BookmarkSubscribeRSS Feed
🔒 This topic is solved and locked. Need further help from the community? Please sign in and ask a new question.
Hitesh
Fluorite | Level 6

I have 20 different values for the same person from different sources (Stored in 20 variables Age1, Age2, ... Age20) and need to select one final value of age. We decided to go with Maximum occurred value (Mode) of age. If the person has one mode then that's the value or if more than one then randomly pick one. To do this I need to calculate Mode across variables as we calculate Mean or Sum(Age1, Age2,...Age20) using SAS Function. I couldn't find similar function for calculating MODE. I can transpose and calculate modes for each sub-group but the problem is dataset is very large (4-million records and 20 variables) and I need their mode recombined to their IDs. So better way is if I can find MODEs. across the variables Is there any way to calculate this?

1 ACCEPTED SOLUTION

Accepted Solutions
Ksharp
Super User

OH, Very sorry about that. I just found a fatal error which could generate your kind error. I should wirte     if _n_ eq 1    NOT   if _n_  , otherwise SAS will create a Hash Object for every Obs . Sorry about that again.
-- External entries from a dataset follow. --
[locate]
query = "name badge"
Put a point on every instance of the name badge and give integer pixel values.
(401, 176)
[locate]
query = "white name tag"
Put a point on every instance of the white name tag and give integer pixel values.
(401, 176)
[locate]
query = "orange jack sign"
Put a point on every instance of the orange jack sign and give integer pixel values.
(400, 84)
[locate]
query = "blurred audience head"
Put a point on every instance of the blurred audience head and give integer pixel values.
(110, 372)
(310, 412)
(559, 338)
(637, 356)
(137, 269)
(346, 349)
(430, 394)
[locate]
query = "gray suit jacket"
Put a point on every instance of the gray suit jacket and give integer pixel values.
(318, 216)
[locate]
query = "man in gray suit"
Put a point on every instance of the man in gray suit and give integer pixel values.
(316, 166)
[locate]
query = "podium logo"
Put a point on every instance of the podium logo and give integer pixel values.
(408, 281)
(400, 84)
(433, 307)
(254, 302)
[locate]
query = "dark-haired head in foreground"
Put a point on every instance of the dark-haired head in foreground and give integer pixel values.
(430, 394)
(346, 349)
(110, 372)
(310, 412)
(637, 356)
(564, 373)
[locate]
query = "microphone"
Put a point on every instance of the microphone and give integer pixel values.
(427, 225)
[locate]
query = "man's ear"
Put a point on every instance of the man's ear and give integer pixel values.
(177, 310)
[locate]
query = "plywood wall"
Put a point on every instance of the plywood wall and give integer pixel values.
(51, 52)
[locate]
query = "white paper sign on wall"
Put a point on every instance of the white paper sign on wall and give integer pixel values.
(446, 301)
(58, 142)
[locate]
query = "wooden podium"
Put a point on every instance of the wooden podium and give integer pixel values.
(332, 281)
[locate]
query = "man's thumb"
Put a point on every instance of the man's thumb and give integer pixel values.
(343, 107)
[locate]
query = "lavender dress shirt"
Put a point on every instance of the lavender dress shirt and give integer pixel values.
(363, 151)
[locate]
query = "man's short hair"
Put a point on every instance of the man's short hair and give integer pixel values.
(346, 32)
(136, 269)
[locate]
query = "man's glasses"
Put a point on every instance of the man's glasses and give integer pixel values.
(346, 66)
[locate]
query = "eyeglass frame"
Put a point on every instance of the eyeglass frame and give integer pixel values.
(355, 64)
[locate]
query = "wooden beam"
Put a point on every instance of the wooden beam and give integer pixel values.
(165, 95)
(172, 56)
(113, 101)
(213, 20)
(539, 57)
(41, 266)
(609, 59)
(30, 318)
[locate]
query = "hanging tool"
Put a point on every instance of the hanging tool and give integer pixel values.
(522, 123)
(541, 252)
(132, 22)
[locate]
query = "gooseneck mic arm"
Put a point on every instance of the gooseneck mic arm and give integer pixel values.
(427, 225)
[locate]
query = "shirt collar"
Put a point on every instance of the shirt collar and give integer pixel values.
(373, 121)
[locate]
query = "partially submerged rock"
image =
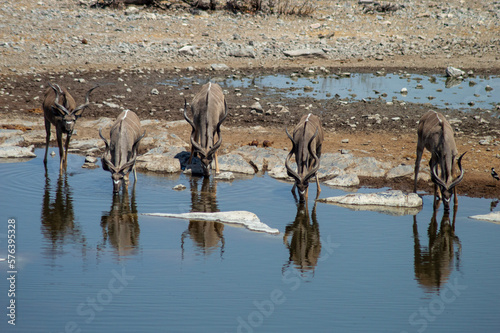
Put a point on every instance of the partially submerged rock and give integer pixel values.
(388, 210)
(491, 217)
(247, 219)
(17, 152)
(393, 198)
(344, 180)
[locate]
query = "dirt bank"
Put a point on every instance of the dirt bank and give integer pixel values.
(131, 54)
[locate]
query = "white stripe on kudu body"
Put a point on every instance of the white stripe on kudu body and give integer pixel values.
(121, 152)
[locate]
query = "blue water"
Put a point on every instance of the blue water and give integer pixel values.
(437, 90)
(88, 262)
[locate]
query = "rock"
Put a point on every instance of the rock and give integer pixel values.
(17, 152)
(261, 158)
(400, 171)
(257, 107)
(247, 52)
(336, 160)
(224, 176)
(13, 141)
(219, 67)
(90, 159)
(130, 10)
(111, 105)
(305, 53)
(247, 219)
(367, 167)
(394, 198)
(158, 163)
(235, 163)
(279, 172)
(344, 180)
(454, 72)
(179, 187)
(86, 145)
(188, 49)
(486, 141)
(491, 217)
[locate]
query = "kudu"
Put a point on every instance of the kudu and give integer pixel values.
(60, 110)
(209, 109)
(121, 152)
(307, 141)
(304, 247)
(434, 263)
(436, 135)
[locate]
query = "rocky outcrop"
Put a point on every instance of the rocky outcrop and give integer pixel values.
(393, 198)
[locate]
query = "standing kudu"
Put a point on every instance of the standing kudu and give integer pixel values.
(59, 109)
(436, 135)
(307, 141)
(121, 152)
(209, 109)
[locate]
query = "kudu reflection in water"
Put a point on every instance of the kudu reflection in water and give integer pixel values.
(120, 226)
(305, 245)
(58, 216)
(434, 263)
(207, 236)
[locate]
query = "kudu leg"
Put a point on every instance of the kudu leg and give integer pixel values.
(318, 191)
(191, 156)
(217, 171)
(417, 167)
(61, 150)
(47, 139)
(66, 148)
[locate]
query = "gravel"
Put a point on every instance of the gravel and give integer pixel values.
(53, 34)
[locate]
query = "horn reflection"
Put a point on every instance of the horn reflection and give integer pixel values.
(58, 216)
(305, 245)
(434, 262)
(120, 226)
(206, 236)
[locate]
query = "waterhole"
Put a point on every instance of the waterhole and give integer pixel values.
(89, 261)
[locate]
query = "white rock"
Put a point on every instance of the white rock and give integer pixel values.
(247, 219)
(454, 72)
(225, 176)
(188, 49)
(179, 187)
(305, 53)
(491, 217)
(393, 198)
(399, 171)
(158, 163)
(344, 180)
(16, 152)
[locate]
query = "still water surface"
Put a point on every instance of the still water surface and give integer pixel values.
(89, 261)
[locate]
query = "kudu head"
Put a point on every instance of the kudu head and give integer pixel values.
(119, 174)
(302, 181)
(65, 111)
(445, 186)
(206, 154)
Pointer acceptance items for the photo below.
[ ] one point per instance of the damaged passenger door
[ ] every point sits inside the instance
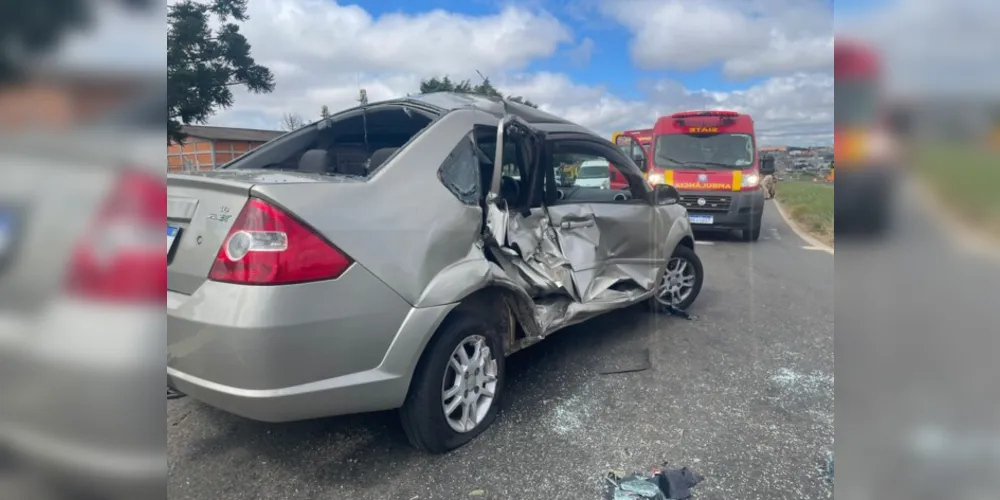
(609, 237)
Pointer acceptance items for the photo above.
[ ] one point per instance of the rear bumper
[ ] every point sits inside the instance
(78, 403)
(278, 354)
(381, 388)
(729, 210)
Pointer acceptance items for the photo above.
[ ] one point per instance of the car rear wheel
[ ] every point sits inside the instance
(681, 283)
(456, 389)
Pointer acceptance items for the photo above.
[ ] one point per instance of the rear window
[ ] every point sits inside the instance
(353, 145)
(592, 172)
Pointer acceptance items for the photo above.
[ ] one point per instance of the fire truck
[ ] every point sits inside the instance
(864, 145)
(711, 158)
(628, 141)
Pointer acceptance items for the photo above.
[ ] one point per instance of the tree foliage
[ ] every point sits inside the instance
(291, 121)
(203, 65)
(486, 88)
(36, 28)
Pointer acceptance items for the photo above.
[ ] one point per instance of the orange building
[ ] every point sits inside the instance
(210, 147)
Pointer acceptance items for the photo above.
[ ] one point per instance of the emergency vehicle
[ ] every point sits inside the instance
(642, 138)
(711, 158)
(863, 141)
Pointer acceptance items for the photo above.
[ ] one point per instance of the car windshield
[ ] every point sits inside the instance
(592, 172)
(855, 103)
(704, 150)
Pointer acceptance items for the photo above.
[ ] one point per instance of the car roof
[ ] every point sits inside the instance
(449, 101)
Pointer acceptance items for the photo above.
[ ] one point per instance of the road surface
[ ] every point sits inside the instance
(743, 394)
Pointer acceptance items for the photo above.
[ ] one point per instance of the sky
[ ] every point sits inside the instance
(607, 64)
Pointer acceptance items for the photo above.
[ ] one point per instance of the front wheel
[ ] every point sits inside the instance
(681, 283)
(456, 388)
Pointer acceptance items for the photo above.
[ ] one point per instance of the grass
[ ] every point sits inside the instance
(966, 177)
(810, 204)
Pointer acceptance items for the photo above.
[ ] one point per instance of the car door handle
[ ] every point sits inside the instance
(575, 225)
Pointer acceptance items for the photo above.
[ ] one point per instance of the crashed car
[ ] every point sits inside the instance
(310, 279)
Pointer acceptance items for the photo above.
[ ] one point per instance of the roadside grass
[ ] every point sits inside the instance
(810, 204)
(965, 178)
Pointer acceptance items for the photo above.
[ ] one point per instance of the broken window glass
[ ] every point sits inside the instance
(460, 172)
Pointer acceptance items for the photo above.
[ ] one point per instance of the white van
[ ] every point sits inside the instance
(593, 173)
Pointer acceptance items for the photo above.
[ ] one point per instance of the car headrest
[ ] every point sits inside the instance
(314, 161)
(379, 157)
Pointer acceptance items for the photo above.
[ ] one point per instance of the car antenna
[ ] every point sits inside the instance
(363, 99)
(503, 102)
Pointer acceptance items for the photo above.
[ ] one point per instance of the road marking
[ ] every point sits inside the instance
(800, 233)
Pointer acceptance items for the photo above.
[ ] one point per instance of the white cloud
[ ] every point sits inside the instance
(581, 54)
(322, 53)
(748, 37)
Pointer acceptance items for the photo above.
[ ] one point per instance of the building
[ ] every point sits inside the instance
(210, 147)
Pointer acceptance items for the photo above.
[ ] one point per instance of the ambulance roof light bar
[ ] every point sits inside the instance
(692, 114)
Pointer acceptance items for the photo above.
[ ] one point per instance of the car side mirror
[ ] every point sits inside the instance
(666, 194)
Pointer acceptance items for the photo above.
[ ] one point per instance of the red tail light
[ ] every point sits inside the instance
(121, 257)
(266, 246)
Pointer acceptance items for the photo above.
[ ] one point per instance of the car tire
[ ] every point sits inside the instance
(688, 255)
(423, 413)
(751, 233)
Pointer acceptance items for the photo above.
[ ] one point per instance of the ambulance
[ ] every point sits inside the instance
(711, 158)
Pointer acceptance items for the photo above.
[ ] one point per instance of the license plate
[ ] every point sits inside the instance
(171, 236)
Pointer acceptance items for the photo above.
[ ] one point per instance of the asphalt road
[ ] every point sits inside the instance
(743, 394)
(916, 352)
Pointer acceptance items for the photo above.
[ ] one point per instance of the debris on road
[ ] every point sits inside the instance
(639, 363)
(665, 484)
(673, 311)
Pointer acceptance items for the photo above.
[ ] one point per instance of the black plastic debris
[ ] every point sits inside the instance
(665, 484)
(673, 311)
(631, 364)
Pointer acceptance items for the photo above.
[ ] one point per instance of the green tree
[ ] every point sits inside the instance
(203, 65)
(486, 88)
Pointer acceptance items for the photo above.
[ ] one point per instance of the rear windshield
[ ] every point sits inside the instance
(592, 172)
(705, 150)
(353, 145)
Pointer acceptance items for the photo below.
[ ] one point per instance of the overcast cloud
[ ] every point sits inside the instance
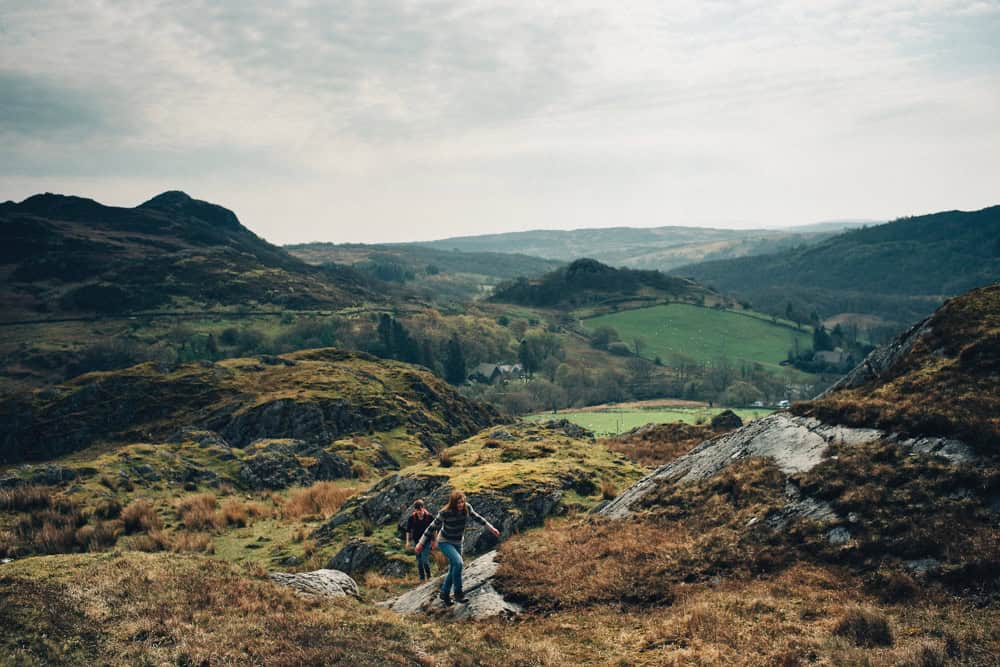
(391, 121)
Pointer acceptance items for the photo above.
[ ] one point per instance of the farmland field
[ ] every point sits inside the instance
(613, 421)
(704, 334)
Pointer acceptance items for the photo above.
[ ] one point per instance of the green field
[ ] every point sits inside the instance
(612, 422)
(704, 334)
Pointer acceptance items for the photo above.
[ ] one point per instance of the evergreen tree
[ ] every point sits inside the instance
(454, 362)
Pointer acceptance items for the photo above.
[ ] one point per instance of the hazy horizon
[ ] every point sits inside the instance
(393, 122)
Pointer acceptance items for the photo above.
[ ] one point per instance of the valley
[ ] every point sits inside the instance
(620, 427)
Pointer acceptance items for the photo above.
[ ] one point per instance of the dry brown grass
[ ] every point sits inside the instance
(140, 517)
(658, 444)
(321, 500)
(185, 610)
(192, 542)
(197, 512)
(947, 385)
(25, 498)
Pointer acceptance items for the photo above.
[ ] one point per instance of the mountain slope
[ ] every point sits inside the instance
(447, 274)
(587, 282)
(318, 396)
(900, 270)
(63, 255)
(660, 248)
(870, 543)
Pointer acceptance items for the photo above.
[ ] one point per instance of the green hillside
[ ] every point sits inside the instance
(704, 334)
(432, 273)
(659, 248)
(899, 271)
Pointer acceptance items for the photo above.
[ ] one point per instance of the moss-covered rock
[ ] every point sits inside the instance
(515, 477)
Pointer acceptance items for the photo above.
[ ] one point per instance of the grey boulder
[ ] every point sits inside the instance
(319, 583)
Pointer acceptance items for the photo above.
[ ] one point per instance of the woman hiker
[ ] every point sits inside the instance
(415, 527)
(451, 522)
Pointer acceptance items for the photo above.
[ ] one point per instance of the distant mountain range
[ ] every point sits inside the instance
(436, 274)
(900, 271)
(62, 256)
(659, 248)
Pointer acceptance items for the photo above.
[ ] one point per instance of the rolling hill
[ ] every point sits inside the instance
(705, 334)
(899, 271)
(63, 256)
(589, 283)
(441, 274)
(659, 248)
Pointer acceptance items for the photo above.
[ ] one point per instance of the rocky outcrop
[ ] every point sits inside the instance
(726, 420)
(484, 600)
(319, 583)
(880, 360)
(357, 556)
(316, 396)
(280, 464)
(391, 501)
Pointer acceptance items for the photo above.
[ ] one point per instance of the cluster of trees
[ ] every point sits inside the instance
(584, 281)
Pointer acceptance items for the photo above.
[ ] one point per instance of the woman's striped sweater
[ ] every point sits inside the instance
(452, 525)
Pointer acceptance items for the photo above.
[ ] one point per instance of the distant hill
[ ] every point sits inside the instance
(660, 248)
(587, 282)
(62, 255)
(449, 274)
(899, 271)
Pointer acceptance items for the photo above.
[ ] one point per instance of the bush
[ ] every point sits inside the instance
(198, 512)
(140, 517)
(154, 540)
(864, 627)
(25, 498)
(108, 509)
(322, 499)
(193, 542)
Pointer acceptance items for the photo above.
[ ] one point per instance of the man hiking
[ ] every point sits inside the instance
(415, 527)
(451, 521)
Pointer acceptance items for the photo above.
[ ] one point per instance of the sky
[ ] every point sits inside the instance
(379, 121)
data want(drop=k count i max ran);

if _n_ eq 1 then do;

declare hash ha();

declare hiter hi('ha');

  ha.definekey('k');

  ha.definedata('k','count');

  ha.definedone();

declare hash random(ordered:'a');

declare hiter hir('random');

  random.definekey('ran');

  random.definedata('k','count');

  random.definedone();

end;

set x;

  array x{*} age: ;

do i=1 to dim(x);

if not missing(x{i}) then do;

     k=x{i};

     if ha.find()=0 then do;count+1;ha.replace();end;

       else do;count=1;ha.add();end;

end;

end;

do while(hi.next()=0);

ran=ranuni(-1);random.add();

end;

max=0;

do while(hir.next()=0);

if count gt max then do;max=count;mod=k;end;

end;

ha.clear();     random.clear();

run;

Xia Keshan

Message was edited by: xia keshan

View solution in original post

18 REPLIES 18
PaigeMiller
Diamond | Level 26

Google finds an example of a SAS program that computes mode

http://www.tek-tips.com/viewthread.cfm?qid=1461025

There's no need to post the same question in multiple forums

--
Paige Miller
Ksharp
Super User

OK. Here is :

data x(drop=i j);
 array x{*} a1-a6 ;
 do i=1 to 100;
  do j=1 to dim(x);
   x{j}=ceil(ranuni(0)*20);
  end;
  output;
 end;
run;
data want(drop=k count i max);
if _n_ then do;
 declare hash ha();
 declare hiter hi('ha');
  ha.definekey('k');
  ha.definedata('k','count');
  ha.definedone();
end;
 set x;
  array x{*} a1-a6 ;
do i=1 to dim(x);
 k=x{i};
 if ha.find()=0 then do;count+1;ha.replace();end;
  else do;count=1;ha.add();end;
end;
max=0;
do while(hi.next()=0);
 if count gt max then do;max=count;mod=k;end;
end;
ha.clear();
run;
  

Xia Keshan

Hitesh
Fluorite | Level 6

Hi KSharp,

Thank you very much for the reply and codes. This code perfectly works for non-missing observations. I've lots of missing (Like some IDs have only 2-values, some has 4 and some has 10 or 20). These codes generates lots of missing values for MODE if So I need to calculate MODE for available values across columns(Variables) and also want to find out multi-modes if bimodal. I check other softwares and Excel (2010) has these functions MODE.SNGL and MODE.MULT. I am looking for similar results as Number of records are very large and in SAS.

Ksharp
Super User

It is for non-missing value.

data x(drop=i j);
 array x{*} a1-a6 ;
 do i=1 to 100;
  do j=1 to dim(x);
   x{j}=ifn(ranuni(0) < 0.2,., ceil(ranuni(0)*20) );
  end;
  output;
 end;
run;
data want(drop=k count i max);
if _n_ then do;
 declare hash ha();
 declare hiter hi('ha');
  ha.definekey('k');
  ha.definedata('k','count');
  ha.definedone();
end;
 set x;
  array x{*} a1-a6 ;
do i=1 to dim(x);
 if not missing(x{i}) then do;
     k=x{i};
     if ha.find()=0 then do;count+1;ha.replace();end;
       else do;count=1;ha.add();end;
 end;
end;
max=0;
do while(hi.next()=0);
 if count gt max then do;max=count;mod=k;end;
end;
ha.clear();
run;
  

"also want to find out multi-modes if bimodal."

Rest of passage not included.